Rizzo joins at least three out of the last six Florida Democrat Party leaders to have slinked out of office. Her predecessor, Stephen Bittel, resigned with his tail tucked between his legs after a half dozen female staffers and consultants alleged he created an uncomfortable work environment.

In 2005, Scott Maddox resigned as FDP chairman to launch an unsuccessful bid for Governor of Florida. During his tenure, the Internal Revenue Service hit the state Democratic Party with a federal lien because it failed to pay almost $200,000 in payroll and Social Security taxes while Maddox was in charge. The party also could not account for more than $900,000. Since then, Maddox has pleaded guilty to several of the 44 fraud and “pay for play” charges that resulted from an FBI investigation into corruption while Maddox served on the Tallahassee City Commission.

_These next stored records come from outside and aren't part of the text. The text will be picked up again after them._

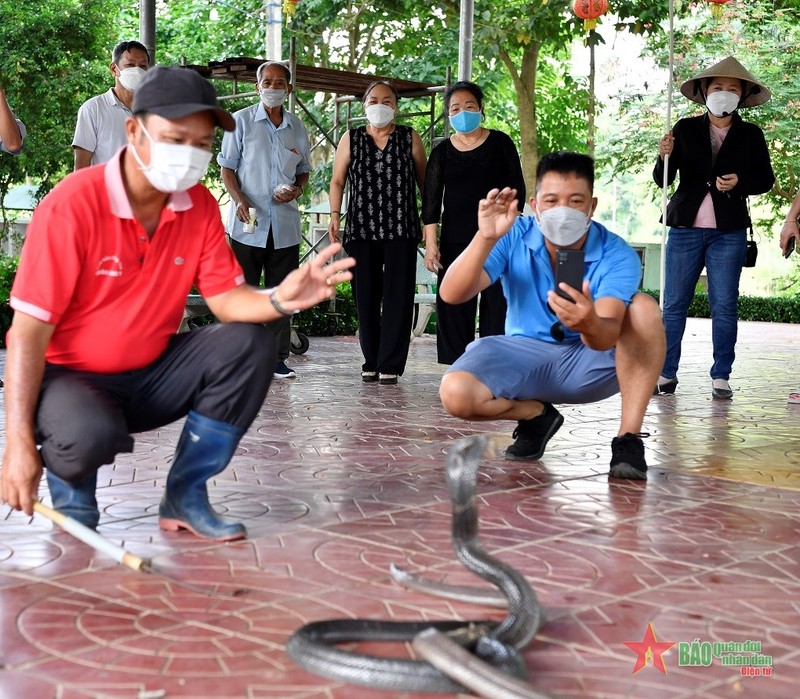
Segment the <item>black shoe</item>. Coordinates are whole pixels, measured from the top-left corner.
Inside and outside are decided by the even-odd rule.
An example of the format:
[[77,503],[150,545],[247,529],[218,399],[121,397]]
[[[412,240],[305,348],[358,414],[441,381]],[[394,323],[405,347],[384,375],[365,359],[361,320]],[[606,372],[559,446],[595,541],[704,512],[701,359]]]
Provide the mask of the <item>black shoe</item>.
[[711,397],[714,400],[730,400],[733,398],[730,384],[724,379],[714,379],[711,382]]
[[297,374],[294,369],[286,366],[286,362],[278,362],[275,365],[275,371],[272,372],[272,377],[275,379],[294,379],[297,378]]
[[378,380],[378,372],[377,371],[362,371],[361,372],[361,380],[364,383],[375,383]]
[[644,460],[642,437],[649,436],[647,432],[639,434],[626,432],[611,440],[611,470],[608,472],[610,478],[647,480],[647,463]]
[[397,374],[378,374],[378,383],[381,386],[394,386],[397,383]]
[[675,388],[678,386],[678,379],[664,379],[663,376],[658,377],[656,387],[653,389],[654,396],[672,395],[675,393]]
[[550,438],[563,424],[564,416],[551,403],[545,403],[541,415],[517,422],[517,429],[511,435],[516,441],[506,449],[506,458],[519,461],[541,459]]

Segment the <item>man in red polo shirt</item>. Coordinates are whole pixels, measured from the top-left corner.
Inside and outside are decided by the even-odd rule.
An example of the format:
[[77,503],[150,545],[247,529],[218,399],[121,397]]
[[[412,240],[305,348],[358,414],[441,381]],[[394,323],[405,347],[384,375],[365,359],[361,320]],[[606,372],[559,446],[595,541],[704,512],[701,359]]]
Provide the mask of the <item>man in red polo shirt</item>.
[[[53,507],[95,528],[98,468],[133,450],[132,432],[186,416],[160,526],[246,536],[216,515],[206,481],[228,465],[269,388],[276,347],[261,324],[330,298],[353,260],[330,262],[332,245],[275,289],[245,285],[217,202],[198,184],[216,126],[234,121],[210,82],[152,68],[127,147],[37,207],[7,336],[0,496],[11,507],[32,513],[44,464]],[[192,285],[222,323],[176,335]]]

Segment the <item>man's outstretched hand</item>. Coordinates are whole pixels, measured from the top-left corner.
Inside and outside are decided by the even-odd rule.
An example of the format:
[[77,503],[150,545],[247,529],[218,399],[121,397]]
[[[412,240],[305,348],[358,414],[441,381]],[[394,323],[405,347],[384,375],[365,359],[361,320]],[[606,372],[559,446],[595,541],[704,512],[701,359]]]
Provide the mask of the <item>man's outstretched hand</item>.
[[337,284],[350,281],[353,278],[350,268],[356,264],[352,257],[330,262],[341,249],[340,243],[332,243],[311,262],[286,275],[277,288],[281,306],[287,311],[311,308],[334,296]]

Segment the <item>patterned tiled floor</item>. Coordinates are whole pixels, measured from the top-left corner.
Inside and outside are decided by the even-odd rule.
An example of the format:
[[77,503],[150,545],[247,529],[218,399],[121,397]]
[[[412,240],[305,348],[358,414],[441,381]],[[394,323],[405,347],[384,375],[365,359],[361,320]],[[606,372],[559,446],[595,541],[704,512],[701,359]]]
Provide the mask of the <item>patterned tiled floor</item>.
[[[800,696],[800,405],[786,404],[800,387],[800,331],[742,324],[734,399],[718,402],[709,330],[689,322],[678,393],[651,401],[647,484],[605,476],[617,398],[563,407],[541,462],[489,458],[481,470],[482,540],[545,607],[524,653],[543,694]],[[100,533],[215,594],[129,571],[38,515],[0,511],[0,699],[422,696],[311,675],[284,643],[331,617],[501,618],[403,589],[389,566],[473,582],[450,547],[444,456],[478,432],[502,449],[512,426],[444,414],[433,338],[414,341],[397,386],[362,384],[359,356],[352,338],[313,338],[290,361],[299,378],[273,386],[213,483],[215,506],[247,524],[247,541],[158,530],[180,424],[140,435],[134,454],[101,470]],[[649,624],[675,644],[666,674],[650,656],[634,673],[626,644]],[[771,656],[770,676],[703,656],[705,644],[745,641]]]

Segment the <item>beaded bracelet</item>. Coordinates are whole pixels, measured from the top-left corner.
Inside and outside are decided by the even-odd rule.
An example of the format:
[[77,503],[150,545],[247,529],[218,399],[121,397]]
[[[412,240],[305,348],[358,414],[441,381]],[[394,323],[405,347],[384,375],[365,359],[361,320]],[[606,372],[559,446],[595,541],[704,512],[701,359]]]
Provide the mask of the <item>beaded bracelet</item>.
[[278,302],[278,294],[277,294],[277,292],[278,292],[277,288],[273,289],[270,292],[269,300],[270,300],[270,303],[272,304],[272,307],[276,311],[278,311],[278,313],[280,313],[282,316],[293,316],[296,313],[296,311],[287,311],[283,306],[281,306],[281,304]]

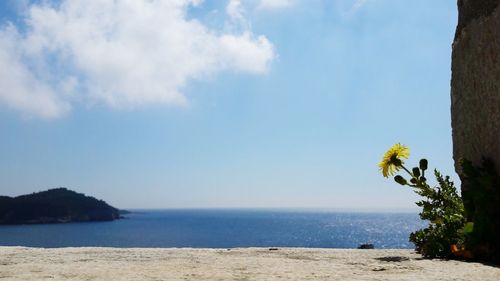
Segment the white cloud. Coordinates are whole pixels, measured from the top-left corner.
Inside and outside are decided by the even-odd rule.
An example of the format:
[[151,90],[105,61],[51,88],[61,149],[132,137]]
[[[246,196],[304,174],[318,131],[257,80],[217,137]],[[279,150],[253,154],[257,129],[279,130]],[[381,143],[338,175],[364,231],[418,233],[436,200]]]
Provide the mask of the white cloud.
[[292,4],[292,0],[260,0],[259,9],[272,10],[286,8]]
[[0,31],[0,103],[28,116],[53,118],[66,113],[71,108],[69,103],[59,99],[50,85],[23,64],[18,49],[22,43],[14,27]]
[[229,17],[227,30],[242,30],[243,32],[251,29],[249,20],[246,18],[246,10],[241,0],[229,0],[226,5],[226,14]]
[[[63,0],[31,5],[27,31],[0,29],[0,103],[46,118],[71,104],[187,103],[190,81],[225,70],[266,73],[273,45],[250,30],[187,19],[195,0]],[[230,7],[230,5],[233,5]],[[226,12],[244,20],[239,1]]]
[[243,16],[243,7],[240,0],[229,0],[226,6],[226,13],[234,21],[245,20]]
[[[264,73],[274,58],[273,45],[264,36],[252,39],[250,33],[241,36],[223,35],[219,42],[223,52],[227,54],[227,66],[239,71],[250,73]],[[255,63],[255,59],[259,63]]]

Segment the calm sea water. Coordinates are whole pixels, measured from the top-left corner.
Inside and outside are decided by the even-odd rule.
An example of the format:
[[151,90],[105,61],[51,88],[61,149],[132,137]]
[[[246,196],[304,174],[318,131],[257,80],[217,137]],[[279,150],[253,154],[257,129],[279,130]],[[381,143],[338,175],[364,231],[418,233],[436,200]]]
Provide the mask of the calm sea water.
[[412,248],[416,213],[137,211],[113,222],[0,226],[0,246]]

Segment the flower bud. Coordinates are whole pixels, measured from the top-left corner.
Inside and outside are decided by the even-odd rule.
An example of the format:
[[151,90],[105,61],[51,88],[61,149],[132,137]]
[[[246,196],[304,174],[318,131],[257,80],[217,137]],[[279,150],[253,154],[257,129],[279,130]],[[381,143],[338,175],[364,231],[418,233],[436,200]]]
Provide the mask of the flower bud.
[[408,182],[405,180],[405,178],[403,178],[402,176],[400,175],[397,175],[394,177],[394,180],[399,183],[400,185],[406,185]]
[[427,170],[427,159],[420,159],[419,166],[422,171]]
[[420,177],[420,180],[425,182],[427,179],[425,177]]
[[413,168],[412,172],[413,172],[414,177],[416,177],[416,178],[420,177],[420,169],[419,168],[417,168],[417,167]]
[[411,178],[410,182],[413,183],[413,184],[417,184],[417,179],[416,178]]

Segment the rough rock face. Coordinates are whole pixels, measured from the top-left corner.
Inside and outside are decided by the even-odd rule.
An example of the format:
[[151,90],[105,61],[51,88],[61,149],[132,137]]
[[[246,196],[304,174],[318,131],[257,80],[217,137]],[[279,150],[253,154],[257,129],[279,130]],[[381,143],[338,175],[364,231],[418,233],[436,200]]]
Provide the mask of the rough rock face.
[[474,222],[477,256],[500,260],[498,176],[481,184],[484,175],[471,180],[459,164],[465,158],[479,167],[488,158],[500,175],[500,0],[458,0],[458,11],[451,80],[455,169]]
[[500,0],[459,0],[451,114],[455,167],[488,157],[500,174]]

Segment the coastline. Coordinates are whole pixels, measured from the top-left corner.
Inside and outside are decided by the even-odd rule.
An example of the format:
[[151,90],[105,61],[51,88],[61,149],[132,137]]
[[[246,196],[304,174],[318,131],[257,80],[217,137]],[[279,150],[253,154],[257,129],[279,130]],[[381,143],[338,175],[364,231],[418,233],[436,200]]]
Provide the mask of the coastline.
[[413,250],[0,247],[2,280],[500,280]]

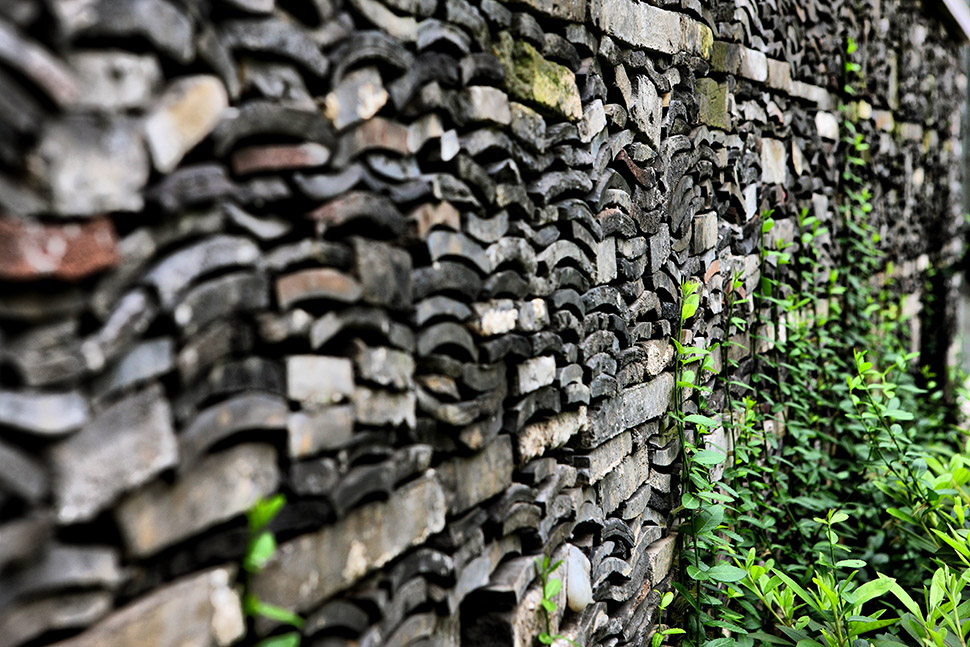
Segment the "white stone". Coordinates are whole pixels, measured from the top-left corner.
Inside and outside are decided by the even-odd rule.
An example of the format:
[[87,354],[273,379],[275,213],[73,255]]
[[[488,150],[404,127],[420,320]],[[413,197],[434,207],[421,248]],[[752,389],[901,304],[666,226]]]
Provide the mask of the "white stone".
[[81,97],[78,105],[103,110],[147,106],[162,81],[162,68],[154,56],[128,52],[85,51],[68,59],[77,71]]
[[[323,102],[323,114],[338,130],[376,115],[387,103],[387,90],[374,67],[354,70],[340,80]],[[410,133],[409,133],[410,134]]]
[[462,91],[465,99],[464,117],[469,121],[489,121],[501,126],[512,123],[509,97],[498,88],[473,85]]
[[479,335],[490,337],[515,330],[519,311],[511,299],[493,299],[472,305],[478,320],[471,324],[472,330]]
[[749,184],[744,188],[744,217],[750,221],[758,214],[758,185]]
[[833,142],[839,139],[839,120],[831,112],[816,112],[815,128],[822,139]]
[[219,123],[229,95],[214,76],[189,76],[172,83],[145,119],[145,137],[155,168],[175,170],[185,154]]
[[526,301],[519,308],[516,326],[524,332],[535,332],[549,325],[549,307],[544,299]]
[[579,613],[593,603],[589,559],[572,544],[566,544],[566,604]]
[[441,135],[441,161],[448,162],[461,151],[461,143],[458,141],[458,132],[454,129],[447,130]]
[[556,359],[551,355],[528,359],[518,366],[519,393],[530,393],[552,384],[556,378]]
[[741,47],[741,67],[738,73],[752,81],[768,80],[768,57],[756,49]]

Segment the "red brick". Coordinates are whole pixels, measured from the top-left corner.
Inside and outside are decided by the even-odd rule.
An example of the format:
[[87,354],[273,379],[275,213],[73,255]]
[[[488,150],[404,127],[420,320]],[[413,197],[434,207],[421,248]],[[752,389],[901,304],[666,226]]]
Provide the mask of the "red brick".
[[0,218],[0,278],[76,281],[114,267],[118,235],[108,218],[43,225]]
[[330,159],[330,151],[320,144],[280,144],[276,146],[250,146],[232,154],[232,170],[236,175],[248,175],[260,171],[322,166]]

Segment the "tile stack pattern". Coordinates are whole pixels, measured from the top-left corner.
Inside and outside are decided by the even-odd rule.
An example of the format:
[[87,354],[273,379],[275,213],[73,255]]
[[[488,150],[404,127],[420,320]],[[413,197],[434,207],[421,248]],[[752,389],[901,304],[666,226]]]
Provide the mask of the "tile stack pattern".
[[846,33],[900,285],[956,255],[957,45],[869,4],[0,2],[0,647],[253,643],[275,492],[305,645],[531,645],[541,555],[642,644],[678,285],[712,346],[833,221]]

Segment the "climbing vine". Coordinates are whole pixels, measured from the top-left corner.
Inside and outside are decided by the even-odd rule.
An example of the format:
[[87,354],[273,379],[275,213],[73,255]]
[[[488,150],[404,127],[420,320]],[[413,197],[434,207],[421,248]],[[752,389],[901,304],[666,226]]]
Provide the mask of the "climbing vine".
[[[918,383],[886,278],[856,51],[849,39],[835,231],[804,209],[786,241],[773,237],[774,214],[761,215],[756,275],[732,272],[720,348],[689,343],[700,284],[681,286],[670,415],[686,645],[967,644],[970,454],[935,376]],[[716,375],[714,351],[726,358]]]

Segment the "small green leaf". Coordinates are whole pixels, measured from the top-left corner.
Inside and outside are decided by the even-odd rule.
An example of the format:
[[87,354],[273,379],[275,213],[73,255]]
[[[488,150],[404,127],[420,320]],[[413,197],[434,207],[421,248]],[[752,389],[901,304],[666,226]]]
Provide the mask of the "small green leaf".
[[276,606],[275,604],[268,604],[261,600],[255,601],[254,611],[255,615],[263,616],[264,618],[269,618],[270,620],[276,620],[277,622],[282,622],[283,624],[292,625],[297,629],[302,629],[305,622],[303,618],[292,611]]
[[701,302],[701,297],[699,294],[692,294],[686,299],[684,299],[684,305],[680,311],[681,322],[687,321],[688,319],[694,316],[694,313],[697,312],[697,306],[700,305],[700,302]]
[[259,572],[275,553],[276,538],[273,533],[264,530],[250,543],[243,560],[243,568],[250,573]]
[[277,494],[256,502],[246,515],[249,521],[249,531],[256,534],[276,518],[283,506],[286,505],[286,497]]
[[684,418],[684,422],[686,422],[689,425],[703,425],[708,429],[714,429],[715,427],[717,427],[717,421],[714,418],[710,418],[708,416],[704,416],[699,413],[690,414],[689,416]]
[[[788,585],[788,588],[790,588],[792,590],[792,592],[795,593],[795,595],[797,595],[799,598],[801,598],[802,602],[804,602],[805,604],[807,604],[808,606],[810,606],[812,609],[814,609],[818,613],[821,613],[822,612],[822,609],[819,608],[818,603],[815,602],[815,600],[812,598],[812,596],[810,596],[805,589],[803,589],[801,586],[799,586],[798,582],[796,582],[792,578],[788,577],[786,574],[782,573],[777,568],[771,569],[771,572],[774,573],[782,582],[784,582],[785,584],[787,584]],[[893,580],[893,581],[895,582],[895,580]]]
[[873,600],[887,593],[890,589],[892,589],[892,586],[895,583],[896,580],[891,577],[872,580],[870,582],[866,582],[855,591],[852,591],[851,594],[845,594],[845,597],[847,599],[851,597],[851,602],[853,604],[865,604],[869,600]]
[[715,582],[740,582],[747,573],[742,568],[730,564],[718,564],[707,571],[708,578]]
[[701,507],[700,500],[690,492],[684,492],[680,497],[680,505],[687,510],[696,510]]
[[562,580],[558,577],[554,577],[546,582],[543,588],[542,594],[546,599],[553,598],[562,589]]
[[835,512],[835,513],[832,514],[832,518],[831,518],[830,523],[833,523],[833,524],[842,523],[843,521],[845,521],[848,518],[849,518],[849,515],[847,515],[844,512]]
[[555,642],[555,639],[549,634],[543,632],[539,634],[539,642],[541,642],[543,645],[551,645],[553,642]]
[[879,578],[880,579],[889,580],[891,582],[891,584],[889,586],[889,590],[892,592],[892,594],[895,595],[896,598],[900,602],[903,603],[903,606],[905,606],[906,609],[909,610],[910,613],[912,613],[914,616],[916,616],[920,620],[920,622],[922,622],[923,621],[923,613],[920,611],[919,605],[916,604],[916,602],[913,600],[913,598],[910,597],[909,593],[907,593],[903,589],[903,587],[901,587],[900,585],[896,584],[896,580],[894,580],[892,578],[889,578],[889,577],[886,577],[882,573],[879,574]]
[[272,636],[270,638],[266,638],[265,640],[261,640],[256,644],[256,647],[299,647],[299,645],[300,634],[295,631],[291,631],[290,633]]
[[699,451],[691,457],[695,463],[711,467],[713,465],[720,465],[727,458],[727,454],[718,449],[705,449]]
[[693,564],[687,566],[687,577],[692,580],[700,580],[701,582],[707,581],[707,573]]
[[552,600],[543,600],[542,601],[542,608],[545,609],[546,611],[548,611],[549,613],[555,613],[556,612],[556,603],[553,602]]
[[866,563],[861,559],[841,559],[835,563],[839,568],[865,568]]
[[940,601],[943,600],[943,594],[946,591],[946,580],[944,579],[943,569],[938,568],[936,572],[933,573],[933,581],[930,583],[930,609],[936,609],[939,607]]
[[902,409],[887,409],[883,415],[892,420],[912,420],[915,417],[909,411],[903,411]]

Yesterday, Janelle Christensen, President of the Democratic Environmental Caucus of Florida, announced she is running for FPD Chair. Her announcement follows that of former Miami-Dade Mayor Manny Diaz. Others are also reportedly considering a run at the chairmanship. Some names batted about include former Democratic National Committee member Nikki Barnes, former state Rep. Adam Hattersley, Orange County Chair Wes Hodge, and former gubernatorial candidate and Lieutenant Governor nominee Chris King.